Department of Neurosciences, University of California, San Diego.
Ontology Engineering Group, Polytechnic University of Madrid.
Am Psychol. 2018 Feb-Mar;73(2):111-125. doi: 10.1037/amp0000242.
Routine data sharing, defined here as the publication of the primary data and any supporting materials required to interpret the data acquired as part of a research study, is still in its infancy in psychology, as in many domains. Nevertheless, with increased scrutiny on reproducibility and more funder mandates requiring sharing of data, the issues surrounding data sharing are moving beyond whether data sharing is a benefit or a bane to science, to what data should be shared and how.
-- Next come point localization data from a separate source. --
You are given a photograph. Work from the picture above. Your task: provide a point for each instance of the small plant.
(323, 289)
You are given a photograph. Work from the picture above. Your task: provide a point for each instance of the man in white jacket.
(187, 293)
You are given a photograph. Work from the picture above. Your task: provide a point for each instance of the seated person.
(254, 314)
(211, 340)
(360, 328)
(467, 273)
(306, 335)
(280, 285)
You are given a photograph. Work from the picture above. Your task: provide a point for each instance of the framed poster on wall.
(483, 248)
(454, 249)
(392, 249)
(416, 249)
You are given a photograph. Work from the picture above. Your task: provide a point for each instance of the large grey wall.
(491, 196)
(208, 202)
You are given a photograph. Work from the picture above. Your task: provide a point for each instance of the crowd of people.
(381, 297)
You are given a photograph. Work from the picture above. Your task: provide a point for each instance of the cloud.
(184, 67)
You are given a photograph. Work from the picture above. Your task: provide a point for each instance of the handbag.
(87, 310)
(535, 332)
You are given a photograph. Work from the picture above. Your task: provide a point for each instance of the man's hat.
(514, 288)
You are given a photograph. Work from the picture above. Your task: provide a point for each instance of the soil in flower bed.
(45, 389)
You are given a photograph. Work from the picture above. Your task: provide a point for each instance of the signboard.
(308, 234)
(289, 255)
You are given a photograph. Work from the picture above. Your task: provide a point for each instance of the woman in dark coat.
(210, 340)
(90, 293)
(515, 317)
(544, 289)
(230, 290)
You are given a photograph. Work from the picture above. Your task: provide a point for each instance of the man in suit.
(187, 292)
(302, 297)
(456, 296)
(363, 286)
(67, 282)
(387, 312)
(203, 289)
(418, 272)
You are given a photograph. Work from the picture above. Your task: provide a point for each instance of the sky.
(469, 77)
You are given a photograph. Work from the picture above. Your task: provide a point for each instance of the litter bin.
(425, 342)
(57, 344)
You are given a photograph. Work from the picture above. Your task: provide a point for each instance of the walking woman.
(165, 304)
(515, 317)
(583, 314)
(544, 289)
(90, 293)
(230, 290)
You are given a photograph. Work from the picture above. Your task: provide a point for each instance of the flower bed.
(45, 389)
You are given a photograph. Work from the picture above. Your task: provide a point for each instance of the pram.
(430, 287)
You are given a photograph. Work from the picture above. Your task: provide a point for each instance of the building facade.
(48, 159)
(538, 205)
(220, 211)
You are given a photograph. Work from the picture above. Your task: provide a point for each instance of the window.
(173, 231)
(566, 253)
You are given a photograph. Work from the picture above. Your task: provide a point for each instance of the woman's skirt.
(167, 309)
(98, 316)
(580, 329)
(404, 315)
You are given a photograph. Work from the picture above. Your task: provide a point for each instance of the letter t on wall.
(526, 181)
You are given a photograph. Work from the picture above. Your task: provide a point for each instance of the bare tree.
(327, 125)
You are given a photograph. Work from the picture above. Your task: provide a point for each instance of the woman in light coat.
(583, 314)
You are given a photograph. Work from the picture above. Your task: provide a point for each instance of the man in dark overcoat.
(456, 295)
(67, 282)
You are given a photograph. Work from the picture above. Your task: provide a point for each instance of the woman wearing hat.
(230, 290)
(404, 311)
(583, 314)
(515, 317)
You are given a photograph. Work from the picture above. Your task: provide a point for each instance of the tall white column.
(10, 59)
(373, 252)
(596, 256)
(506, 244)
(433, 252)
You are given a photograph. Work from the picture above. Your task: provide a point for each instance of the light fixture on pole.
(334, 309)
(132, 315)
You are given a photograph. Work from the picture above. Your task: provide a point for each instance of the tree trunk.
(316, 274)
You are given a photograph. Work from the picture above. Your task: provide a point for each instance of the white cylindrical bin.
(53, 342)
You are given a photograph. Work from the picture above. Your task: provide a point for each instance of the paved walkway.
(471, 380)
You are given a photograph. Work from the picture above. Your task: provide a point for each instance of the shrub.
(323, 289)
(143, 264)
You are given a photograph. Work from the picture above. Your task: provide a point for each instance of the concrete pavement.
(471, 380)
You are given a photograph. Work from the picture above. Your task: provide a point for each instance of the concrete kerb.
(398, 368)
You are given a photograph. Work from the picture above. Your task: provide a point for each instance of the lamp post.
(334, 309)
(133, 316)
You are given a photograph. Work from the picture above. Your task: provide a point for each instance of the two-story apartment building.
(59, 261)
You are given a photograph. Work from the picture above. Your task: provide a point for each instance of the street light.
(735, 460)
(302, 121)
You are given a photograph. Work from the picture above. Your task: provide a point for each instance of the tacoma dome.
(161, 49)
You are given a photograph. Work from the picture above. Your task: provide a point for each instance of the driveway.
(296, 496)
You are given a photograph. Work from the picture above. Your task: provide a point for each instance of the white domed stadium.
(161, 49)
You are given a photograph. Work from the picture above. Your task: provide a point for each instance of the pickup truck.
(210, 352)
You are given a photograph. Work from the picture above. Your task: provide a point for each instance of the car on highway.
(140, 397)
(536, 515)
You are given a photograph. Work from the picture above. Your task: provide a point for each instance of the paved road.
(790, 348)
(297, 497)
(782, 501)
Here, we present an overview of these issues, specifically focusing on the sharing of so-called "long tail" data, that is, data generated by individual laboratories as part of largely hypothesis-driven research. We draw on experiences in other domains to discuss attitudes toward data sharing, cost-benefits, best practices and infrastructure. We argue that the publishing of data sets is an integral component of 21st-century scholarship. Moreover, although not all issues around how and what to share have been resolved, a consensus on principles and best practices for effective data sharing and the infrastructure for sharing many types of data are largely in place. (PsycINFO Database Record
常规数据共享,在这里被定义为发布主要数据以及获取研究数据所必需的任何支持材料,在心理学领域,就像在许多领域一样,仍处于起步阶段。尽管如此,随着对可重复性的审查力度越来越大,以及更多的资助者要求共享数据,围绕数据共享的问题已经不再仅仅是数据共享对科学是利是弊,而是应该共享哪些数据以及如何共享。在这里,我们概述了这些问题,特别是专注于所谓的“长尾”数据的共享,即个别实验室在很大程度上基于假设驱动的研究中生成的数据。我们借鉴了其他领域的经验来讨论对数据共享的态度、成本效益、最佳实践和基础设施。我们认为,数据集的发布是 21 世纪学术研究不可或缺的组成部分。此外,尽管如何以及分享什么数据的所有问题尚未得到解决,但在有效的数据共享原则和最佳实践以及共享多种类型数据的基础设施方面已达成广泛共识。